Die Trump-Regierung kündigte an, dass sie am Freitag mit Drohungen gegen die Europäische Union drohen werde, die jüngsten Bemühungen, den Block in einem langjährigen Streit um Flugzeugsubventionen zu bestrafen.

Die Zölle für aus der EU importierte Flugzeuge wie Airbus werden von 10% auf 15% steigen und am 18. März in Kraft treten. Die USA haben sich lange darüber beschwert, dass die EU Boeing durch ihre finanzielle Unterstützung für Airbus benachteiligt hat.

Die USTR änderte auch „die Liste anderer Produkte bestimmter aktueller und ehemaliger EU-Mitgliedstaaten, für die zusätzliche Zölle von 25% erhoben werden“ die Bekanntmachung. Einige Artikel wurden entfernt, während andere zur 25% -Tarifliste hinzugefügt wurden.

Die Zölle für Lebensmittel, Industrieprodukte und Luxuskleidung kamen, nachdem die Welthandelsorganisation der Regierung grünes Licht gegeben hatte, um im September europäische Produkte im Wert von 7,5 Milliarden US-Dollar ins Visier zu nehmen.

Die Trump-Regierung hat sich in ihren wirtschaftlichen Streitigkeiten mit der EU zunehmend den Zöllen zugewandt. Nachdem Frankreich im Juli eine Steuer verabschiedet hatte, die für viele amerikanische Technologieriesen galt, drohten die USA separat, ihre Importe im Wert von 2,4 Milliarden Dollar zu besteuern.

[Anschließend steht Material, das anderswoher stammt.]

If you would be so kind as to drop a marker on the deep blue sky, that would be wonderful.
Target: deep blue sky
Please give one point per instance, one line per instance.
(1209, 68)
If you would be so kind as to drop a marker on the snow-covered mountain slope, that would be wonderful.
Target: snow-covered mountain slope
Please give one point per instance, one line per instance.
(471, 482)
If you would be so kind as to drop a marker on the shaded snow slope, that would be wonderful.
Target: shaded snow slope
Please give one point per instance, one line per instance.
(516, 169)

Einige hatten befürchtet, dass die USA Zölle von bis zu 100% erheben würden, wie es Ende letzten Jahres drohte. Gesetzgeber und Unternehmen kritisierten scharf die Zölle von bis zu 100% und warnten davor, die Preise für amerikanische Unternehmen und Verbraucher zu erhöhen. Harmon Skurnik, der Präsident von Skurnik Wines and Spirits in New York, geschätzt in a Washington Post op-ed Donnerstag, dass der 100% -Tarif den Preis für eine 50-Dollar-Flasche Burgund, Rioja oder Barolo auf über 100 Dollar erhöhen würde.

"Aber das setzt voraus, dass die Flasche überhaupt importiert wird, da diese Zölle im Wesentlichen viele europäische Weine in den USA unverkäuflich machen würden", schrieb Skurnik.

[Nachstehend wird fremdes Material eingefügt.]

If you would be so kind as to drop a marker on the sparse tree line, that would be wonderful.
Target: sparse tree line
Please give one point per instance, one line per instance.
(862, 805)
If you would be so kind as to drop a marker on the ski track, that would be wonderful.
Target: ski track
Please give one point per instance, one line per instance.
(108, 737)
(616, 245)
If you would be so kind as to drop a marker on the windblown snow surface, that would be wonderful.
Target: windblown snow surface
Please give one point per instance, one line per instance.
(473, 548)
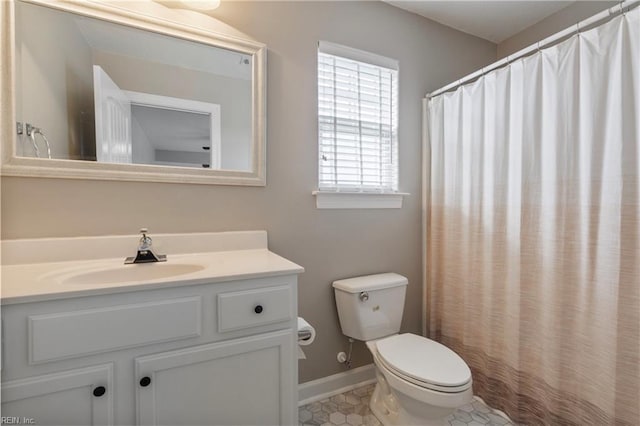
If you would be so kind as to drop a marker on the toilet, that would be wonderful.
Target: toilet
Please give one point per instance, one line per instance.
(419, 381)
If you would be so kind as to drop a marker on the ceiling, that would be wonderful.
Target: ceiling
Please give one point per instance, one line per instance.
(495, 21)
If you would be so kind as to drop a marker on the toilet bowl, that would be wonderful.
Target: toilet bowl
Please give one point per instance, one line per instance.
(419, 381)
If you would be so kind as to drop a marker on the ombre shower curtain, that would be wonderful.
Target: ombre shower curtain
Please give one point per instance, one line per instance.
(533, 229)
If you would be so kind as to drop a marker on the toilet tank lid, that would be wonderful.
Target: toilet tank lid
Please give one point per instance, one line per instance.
(370, 282)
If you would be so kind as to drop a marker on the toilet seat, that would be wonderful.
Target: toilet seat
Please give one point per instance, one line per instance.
(424, 363)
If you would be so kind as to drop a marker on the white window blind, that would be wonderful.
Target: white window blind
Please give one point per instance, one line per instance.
(357, 120)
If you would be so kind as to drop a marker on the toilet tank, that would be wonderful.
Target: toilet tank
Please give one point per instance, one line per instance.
(371, 306)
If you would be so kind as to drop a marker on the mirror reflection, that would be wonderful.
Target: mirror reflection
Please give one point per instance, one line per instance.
(92, 90)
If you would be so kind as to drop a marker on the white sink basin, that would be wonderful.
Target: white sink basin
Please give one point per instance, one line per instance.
(142, 272)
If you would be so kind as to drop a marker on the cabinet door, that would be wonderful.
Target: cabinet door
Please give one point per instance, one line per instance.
(76, 397)
(246, 381)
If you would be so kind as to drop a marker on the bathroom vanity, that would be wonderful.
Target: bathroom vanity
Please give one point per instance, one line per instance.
(209, 337)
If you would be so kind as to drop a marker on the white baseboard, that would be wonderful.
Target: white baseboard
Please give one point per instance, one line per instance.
(317, 390)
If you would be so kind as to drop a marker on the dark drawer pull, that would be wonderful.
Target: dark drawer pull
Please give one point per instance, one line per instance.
(99, 391)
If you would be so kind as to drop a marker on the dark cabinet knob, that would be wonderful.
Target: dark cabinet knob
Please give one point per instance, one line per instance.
(99, 391)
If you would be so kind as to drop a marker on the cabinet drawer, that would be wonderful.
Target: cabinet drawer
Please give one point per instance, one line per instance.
(251, 308)
(77, 333)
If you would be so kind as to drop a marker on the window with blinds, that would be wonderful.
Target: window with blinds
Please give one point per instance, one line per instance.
(357, 120)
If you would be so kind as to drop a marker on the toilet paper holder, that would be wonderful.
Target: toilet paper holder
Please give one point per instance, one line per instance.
(304, 335)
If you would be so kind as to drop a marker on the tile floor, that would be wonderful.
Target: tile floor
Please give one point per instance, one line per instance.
(352, 409)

Am Mittwoch teilte der Distilled Spirits Council mit, die Vergeltungszölle im Streit hätten dazu geführt, dass die EU-Importe von US-Whisky 2019 um 27% auf 514 Mio. USD gesunken seien.

"Wir sind jetzt zutiefst besorgt darüber, dass die US-Zölle auf EU-Spirituosenimporte in den USA die gleichen schädlichen Auswirkungen haben werden", sagte Chris Swonger, Präsident und Geschäftsführer des DSC. „Wenn dieser Handelsstreit nicht bald beigelegt wird, werden wir höchstwahrscheinlich eine ähnliche Belastung für den US-Spirituosensektor melden.“

Im Januar Boeing ermutigt Die USTR soll die Strafmaßnahmen gegen die EU verstärken, fügte jedoch hinzu, dass sie die Belastungen für inländische Fluggesellschaften und produzierende Unternehmen begrenzen sollte.

"Die Tarife sollten so ausgerichtet sein, dass die für eine Lösung erforderlichen Hauptakteure – insbesondere Airbus – veranlasst werden, die EU aktiv einzubeziehen, um diese Angelegenheit umgehend zu lösen", so Brett Gerry, Senior Vice President und General Counsel, und Jeb Boatman, stellvertretender General Counsel ein Brief an USTR.